KONYA (İHA) - Konya Sanayi Odası (KSO) Yönetim Kurulu Başkanı Ahmet Şekeroğlu, seçim sonuçlarının tek partiyi iktidara taşımasının memnuniyet verici bir durum olduğunu söyledi.
Seçim sonuçlarını değerlendiren Şekeroğlu, "Koalisyon hükümetleri Türkiye gerçeğinde bugüne kadar başarılı bir yönetim sergileyemedi. Koalisyonu oluşturan siyasi partiler, doğal olarak farklı yaklaşımlar içinde olabiliyorlar.

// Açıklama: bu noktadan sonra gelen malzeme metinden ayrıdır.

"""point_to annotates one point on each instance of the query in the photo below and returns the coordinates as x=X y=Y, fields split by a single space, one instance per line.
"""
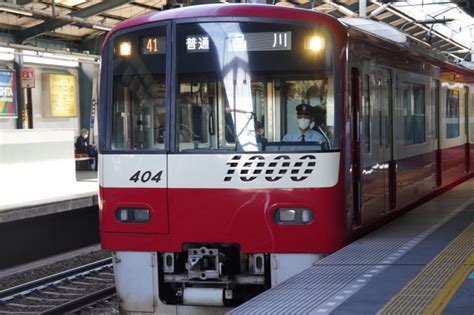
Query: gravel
x=49 y=269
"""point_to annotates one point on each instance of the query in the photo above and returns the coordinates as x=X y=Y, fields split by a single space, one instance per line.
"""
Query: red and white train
x=203 y=203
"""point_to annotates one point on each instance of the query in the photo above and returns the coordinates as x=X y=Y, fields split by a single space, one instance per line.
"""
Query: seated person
x=305 y=115
x=260 y=131
x=82 y=146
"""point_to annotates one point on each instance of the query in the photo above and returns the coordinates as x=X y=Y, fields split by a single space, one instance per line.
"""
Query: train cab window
x=452 y=114
x=139 y=90
x=240 y=91
x=414 y=113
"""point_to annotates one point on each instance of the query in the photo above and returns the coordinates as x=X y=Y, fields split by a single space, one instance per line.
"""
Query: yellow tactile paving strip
x=434 y=286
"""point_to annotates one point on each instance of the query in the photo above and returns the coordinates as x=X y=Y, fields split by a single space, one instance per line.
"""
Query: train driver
x=305 y=115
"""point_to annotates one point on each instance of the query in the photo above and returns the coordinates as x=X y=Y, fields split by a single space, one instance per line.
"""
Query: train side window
x=435 y=89
x=193 y=113
x=139 y=112
x=414 y=113
x=452 y=114
x=366 y=113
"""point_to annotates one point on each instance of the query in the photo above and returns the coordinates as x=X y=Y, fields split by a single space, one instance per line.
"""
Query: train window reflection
x=139 y=119
x=414 y=112
x=242 y=99
x=452 y=114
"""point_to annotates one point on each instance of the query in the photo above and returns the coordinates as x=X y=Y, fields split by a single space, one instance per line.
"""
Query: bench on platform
x=81 y=157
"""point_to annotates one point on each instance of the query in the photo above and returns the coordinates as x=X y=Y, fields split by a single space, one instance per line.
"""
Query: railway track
x=60 y=293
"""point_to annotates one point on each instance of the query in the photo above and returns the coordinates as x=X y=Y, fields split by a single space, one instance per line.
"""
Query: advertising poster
x=7 y=94
x=63 y=95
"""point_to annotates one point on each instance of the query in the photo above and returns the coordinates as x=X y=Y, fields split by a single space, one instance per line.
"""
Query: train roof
x=239 y=10
x=377 y=32
x=388 y=37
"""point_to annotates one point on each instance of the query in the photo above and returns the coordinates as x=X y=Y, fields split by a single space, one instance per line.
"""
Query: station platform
x=420 y=263
x=26 y=202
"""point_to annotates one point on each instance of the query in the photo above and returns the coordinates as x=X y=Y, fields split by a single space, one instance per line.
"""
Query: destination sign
x=241 y=42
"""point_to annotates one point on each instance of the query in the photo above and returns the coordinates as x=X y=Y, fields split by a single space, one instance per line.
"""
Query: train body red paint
x=209 y=193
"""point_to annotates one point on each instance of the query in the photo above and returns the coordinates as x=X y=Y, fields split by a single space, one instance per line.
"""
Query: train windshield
x=255 y=87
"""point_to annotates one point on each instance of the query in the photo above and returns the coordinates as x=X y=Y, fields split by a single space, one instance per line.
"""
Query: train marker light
x=315 y=43
x=132 y=215
x=293 y=216
x=125 y=49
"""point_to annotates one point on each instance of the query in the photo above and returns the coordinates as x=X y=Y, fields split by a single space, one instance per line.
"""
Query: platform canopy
x=446 y=25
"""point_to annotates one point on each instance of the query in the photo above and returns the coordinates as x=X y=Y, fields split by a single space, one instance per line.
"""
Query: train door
x=355 y=145
x=435 y=100
x=377 y=177
x=387 y=165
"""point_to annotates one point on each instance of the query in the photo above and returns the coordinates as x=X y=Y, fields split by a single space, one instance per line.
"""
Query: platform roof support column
x=363 y=8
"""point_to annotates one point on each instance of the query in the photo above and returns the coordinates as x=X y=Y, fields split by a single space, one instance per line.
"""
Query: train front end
x=209 y=195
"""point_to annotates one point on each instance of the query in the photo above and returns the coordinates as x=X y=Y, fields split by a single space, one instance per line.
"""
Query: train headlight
x=125 y=49
x=133 y=215
x=293 y=216
x=315 y=43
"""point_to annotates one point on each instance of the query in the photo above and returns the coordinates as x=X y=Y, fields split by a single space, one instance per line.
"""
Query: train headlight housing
x=125 y=49
x=315 y=43
x=293 y=216
x=133 y=215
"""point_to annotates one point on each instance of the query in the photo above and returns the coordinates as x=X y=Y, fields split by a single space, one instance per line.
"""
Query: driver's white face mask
x=303 y=123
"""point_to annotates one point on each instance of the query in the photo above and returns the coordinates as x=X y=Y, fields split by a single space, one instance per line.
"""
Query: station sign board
x=7 y=94
x=27 y=78
x=63 y=95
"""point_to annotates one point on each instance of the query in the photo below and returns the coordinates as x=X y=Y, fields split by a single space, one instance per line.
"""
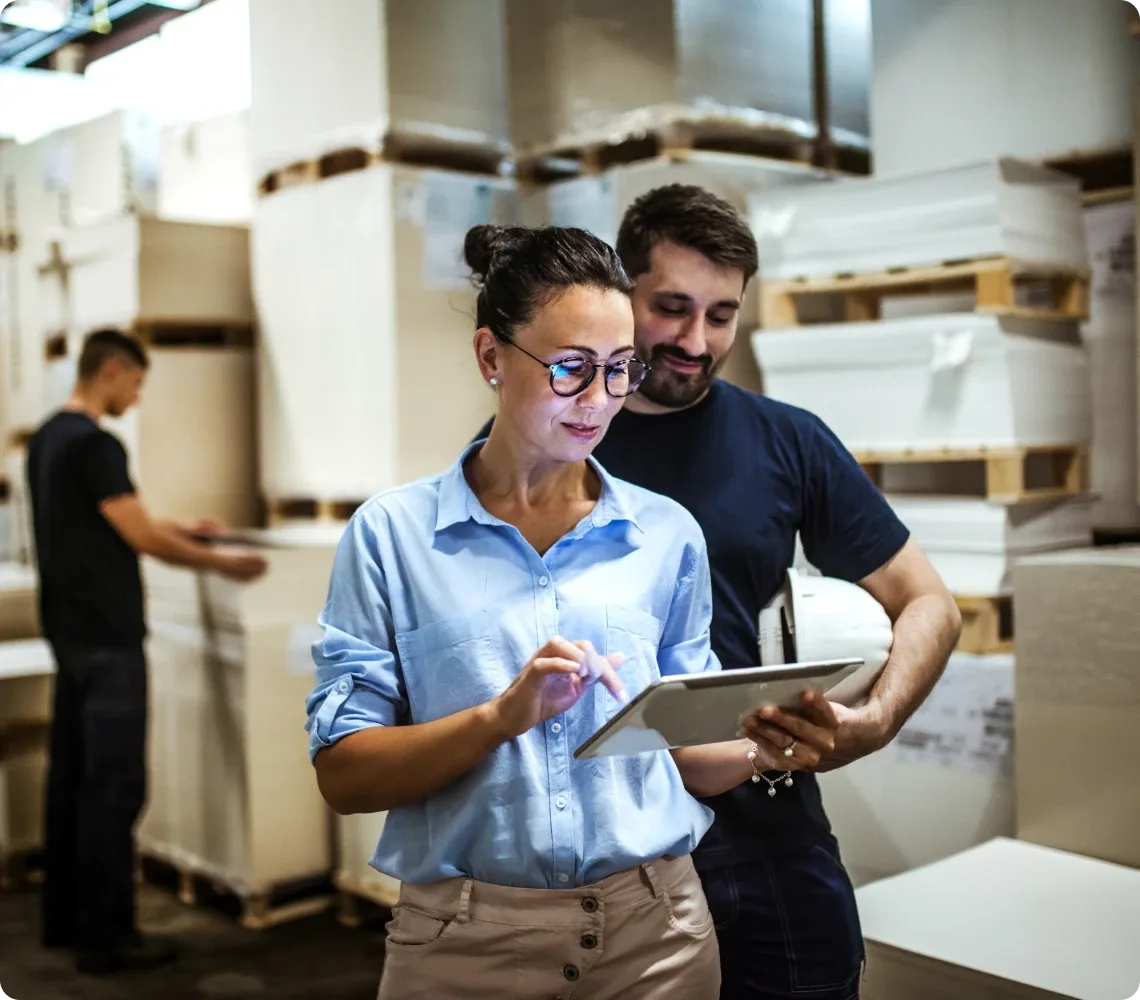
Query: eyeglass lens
x=572 y=375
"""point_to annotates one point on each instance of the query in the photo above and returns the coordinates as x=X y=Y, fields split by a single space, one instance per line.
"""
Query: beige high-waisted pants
x=643 y=934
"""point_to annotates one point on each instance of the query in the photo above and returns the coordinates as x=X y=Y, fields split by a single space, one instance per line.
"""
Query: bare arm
x=167 y=542
x=927 y=625
x=382 y=767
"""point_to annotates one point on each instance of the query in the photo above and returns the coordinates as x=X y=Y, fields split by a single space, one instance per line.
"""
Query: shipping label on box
x=968 y=720
x=452 y=204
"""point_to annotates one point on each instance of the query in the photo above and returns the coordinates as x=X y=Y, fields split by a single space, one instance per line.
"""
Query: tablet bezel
x=741 y=676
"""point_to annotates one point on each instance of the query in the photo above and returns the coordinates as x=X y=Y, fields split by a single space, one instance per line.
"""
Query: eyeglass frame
x=593 y=374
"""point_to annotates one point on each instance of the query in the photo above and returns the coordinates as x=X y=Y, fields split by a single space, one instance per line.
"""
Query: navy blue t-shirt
x=754 y=472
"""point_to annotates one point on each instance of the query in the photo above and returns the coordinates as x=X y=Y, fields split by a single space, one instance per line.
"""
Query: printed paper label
x=968 y=720
x=452 y=205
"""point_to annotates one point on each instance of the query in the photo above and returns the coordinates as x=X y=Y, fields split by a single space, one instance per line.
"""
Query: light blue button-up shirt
x=436 y=606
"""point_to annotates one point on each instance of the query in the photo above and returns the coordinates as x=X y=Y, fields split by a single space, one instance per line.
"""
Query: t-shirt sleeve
x=848 y=529
x=104 y=468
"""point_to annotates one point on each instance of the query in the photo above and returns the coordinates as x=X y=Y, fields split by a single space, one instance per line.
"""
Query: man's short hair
x=687 y=216
x=104 y=344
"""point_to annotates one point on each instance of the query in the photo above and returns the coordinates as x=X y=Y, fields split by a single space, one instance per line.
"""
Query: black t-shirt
x=90 y=585
x=754 y=472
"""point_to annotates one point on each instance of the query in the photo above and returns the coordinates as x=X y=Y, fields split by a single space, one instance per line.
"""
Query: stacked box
x=1077 y=667
x=367 y=373
x=234 y=795
x=368 y=70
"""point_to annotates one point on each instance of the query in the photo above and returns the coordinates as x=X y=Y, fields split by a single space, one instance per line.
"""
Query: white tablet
x=693 y=709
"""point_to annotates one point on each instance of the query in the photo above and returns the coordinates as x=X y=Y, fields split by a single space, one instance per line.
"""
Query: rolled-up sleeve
x=686 y=645
x=359 y=682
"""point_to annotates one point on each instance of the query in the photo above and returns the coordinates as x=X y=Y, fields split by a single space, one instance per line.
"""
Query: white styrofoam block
x=987 y=209
x=206 y=171
x=1110 y=338
x=364 y=66
x=1015 y=912
x=951 y=381
x=955 y=82
x=942 y=786
x=972 y=544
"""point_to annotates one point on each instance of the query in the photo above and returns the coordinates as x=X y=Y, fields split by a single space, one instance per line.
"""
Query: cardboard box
x=19 y=608
x=368 y=67
x=233 y=789
x=367 y=374
x=951 y=381
x=208 y=171
x=139 y=270
x=1079 y=672
x=1003 y=921
x=944 y=783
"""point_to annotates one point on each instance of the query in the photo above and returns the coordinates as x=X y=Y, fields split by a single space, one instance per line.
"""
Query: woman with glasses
x=480 y=625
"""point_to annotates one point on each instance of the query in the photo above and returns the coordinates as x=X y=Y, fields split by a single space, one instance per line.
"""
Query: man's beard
x=667 y=387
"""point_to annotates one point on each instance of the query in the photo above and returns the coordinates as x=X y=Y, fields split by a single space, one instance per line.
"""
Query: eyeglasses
x=572 y=375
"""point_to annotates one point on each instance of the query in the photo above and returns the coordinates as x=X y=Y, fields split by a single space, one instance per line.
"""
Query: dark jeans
x=787 y=926
x=96 y=790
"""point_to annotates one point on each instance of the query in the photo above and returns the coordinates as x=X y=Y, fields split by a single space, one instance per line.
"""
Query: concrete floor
x=312 y=959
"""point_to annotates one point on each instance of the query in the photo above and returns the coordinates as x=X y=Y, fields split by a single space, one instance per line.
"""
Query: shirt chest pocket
x=636 y=635
x=450 y=665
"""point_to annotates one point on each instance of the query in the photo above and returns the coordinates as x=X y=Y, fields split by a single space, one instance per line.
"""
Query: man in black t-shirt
x=90 y=529
x=755 y=472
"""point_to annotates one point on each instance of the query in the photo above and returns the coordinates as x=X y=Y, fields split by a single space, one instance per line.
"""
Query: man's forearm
x=925 y=635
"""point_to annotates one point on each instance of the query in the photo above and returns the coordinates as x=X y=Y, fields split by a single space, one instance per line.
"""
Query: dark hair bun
x=480 y=246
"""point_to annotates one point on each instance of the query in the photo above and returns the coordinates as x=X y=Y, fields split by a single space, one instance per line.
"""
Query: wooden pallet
x=995 y=283
x=677 y=140
x=254 y=911
x=987 y=624
x=397 y=148
x=1010 y=474
x=359 y=902
x=310 y=510
x=1106 y=175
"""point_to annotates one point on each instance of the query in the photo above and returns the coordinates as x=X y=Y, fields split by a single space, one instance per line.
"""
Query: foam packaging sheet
x=367 y=376
x=974 y=544
x=947 y=381
x=1079 y=671
x=957 y=751
x=1004 y=920
x=996 y=208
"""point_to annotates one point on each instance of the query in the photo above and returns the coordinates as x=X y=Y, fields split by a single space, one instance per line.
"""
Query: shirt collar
x=458 y=503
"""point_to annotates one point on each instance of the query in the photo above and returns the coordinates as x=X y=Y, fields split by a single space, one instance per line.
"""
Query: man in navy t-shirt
x=755 y=472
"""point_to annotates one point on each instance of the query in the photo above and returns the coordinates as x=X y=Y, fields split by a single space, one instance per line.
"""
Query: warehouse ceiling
x=89 y=30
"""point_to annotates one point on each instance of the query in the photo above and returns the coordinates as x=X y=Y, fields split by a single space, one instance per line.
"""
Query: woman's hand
x=555 y=677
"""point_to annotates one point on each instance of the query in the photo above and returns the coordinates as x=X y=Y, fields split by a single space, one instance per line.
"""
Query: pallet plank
x=994 y=282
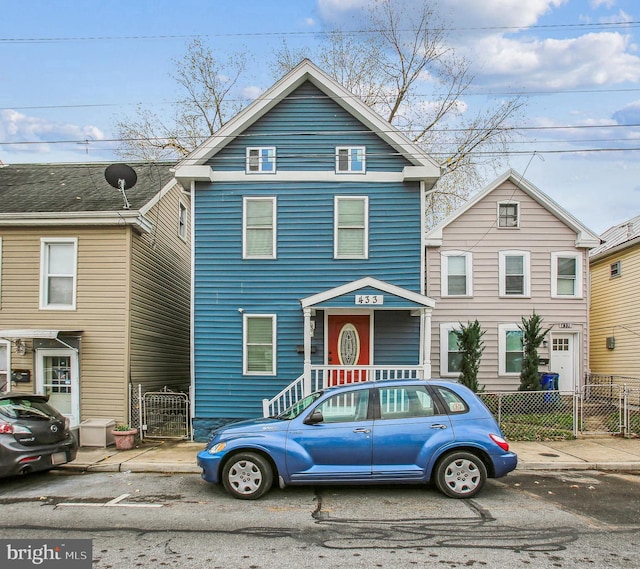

Bu da uyum ve istikrarı etkiliyor" dedi. Şekeroğlu, AK Parti Genel Başkanı Recep Tayyip Erdoğan'ın seçim sonuçlarıyla ilgili değerlendirme konuşmasında, sivil toplum örgütleriyle birlikte hareket edeceklerine yönelik açıklamasının son derece önemli olduğunu vurgulayarak, "Türkiye'deki iktidarlar bugüne kadar maalesef sivil toplum örgütlerinin görüş ve önerilerini hiçbir zaman yeterince dikkate almadılar. Ne sanayiciyi ilgilendiren bir konuda sanayicinin görüşü, ne de çiftçiyi ilgilendiren bir konuda çiftçinin görüşü alınmadı. Masa başı değerlendirmelerle ve zaman zaman dayatma diye nitelendirilebilecek bir tarzla ülke yönetilmek istendi. Türkiye olarak bunun dramatik sonuçlarını hep birlikte yıllarca yaşadık. Oysa girmeye çalıştığımız AB ülkelerinde ve diğer gelişmiş Batı ülkelerinde konunun tarafları her zaman kararların içinde olmuş ve büyük çoğunlukla da müsbet sonuçlar elde edilmiştir. Bu anlamda Tayyip Bey'in açıklamasını önemsiyor ve bu konunun takipçisi olacağımızı ifade etmek istiyorum. Ülke olarak barış, huzur ve sağduyuya en çok ihtiyaç duyduğumuz böyle bir dönemde AK Parti ve CHP'nin olumlu her çabasını önyargısız olarak destekleyeceğiz. Ancak bu yaklaşımımız kayıtsız şartsız bir destek olarak algılanmamalı. Yapılacak yanlış uygulamalara karşı tenkit hakkımız her zaman saklı kalacaktır" diye konuştu.
"SEÇİM SONUÇLARI SÜRPRİZ DEĞİL" AK Parti'nin yüzde 34.6 oy almasının kendisi için bir sürpriz olmadığını da belirten Şekeroğlu, "Toplum üzerindeki gözlemlerim böyle bir sonucun ortaya çıkabileceği izlenimini vermişti. Bana göre halkın tercihine saygı duymak ve halkın sandıkta vermek istediği mesajı doğru algılamak gerekir. Öncelikle halk, Meclis'in yapamadığı iki turlu seçimi sandıkta yapmış ve iki partiyi Meclis'e taşımıştır. Genel başkanı Meclis'e giremeyecek olan bir partinin tek başına hükümet olacak bir çoğunluk elde etmesini de doğru değerlendirmek gerekiyor. Bu konuda çok şeyler söylendi. Bunların birçoğuna katılıyorum. Ancak özellikle ifade etmek istediğim konu, Türkiye gerçek anlamda demokratik ve özgürlükçü bir ülke olmak zorunda. Bunun aksi Türkiye'ye zarar veriyor, ülkenin önünü tıkıyor. Ülke yönetimi bir ring alanı değil, hizmet alanı. Bu anlamda başta yönetime talip olanlar olmak üzere her kesimin çatışmacı bir üslupla hareket etmemesi gerekir. Bu yaklaşım, ülkemizi roketleyecek enerjiyi anlamsız ve sonuçsuz mücadele ve tartışma ortamlarında eritiyor. O nedenle ülkemizin anayasal kurumlarının sandıktan çıkan kararın ruhuna uygun tavırlar içinde olmasının Türkiye açısından yararlı olacağı kanaatindeyim" dedi.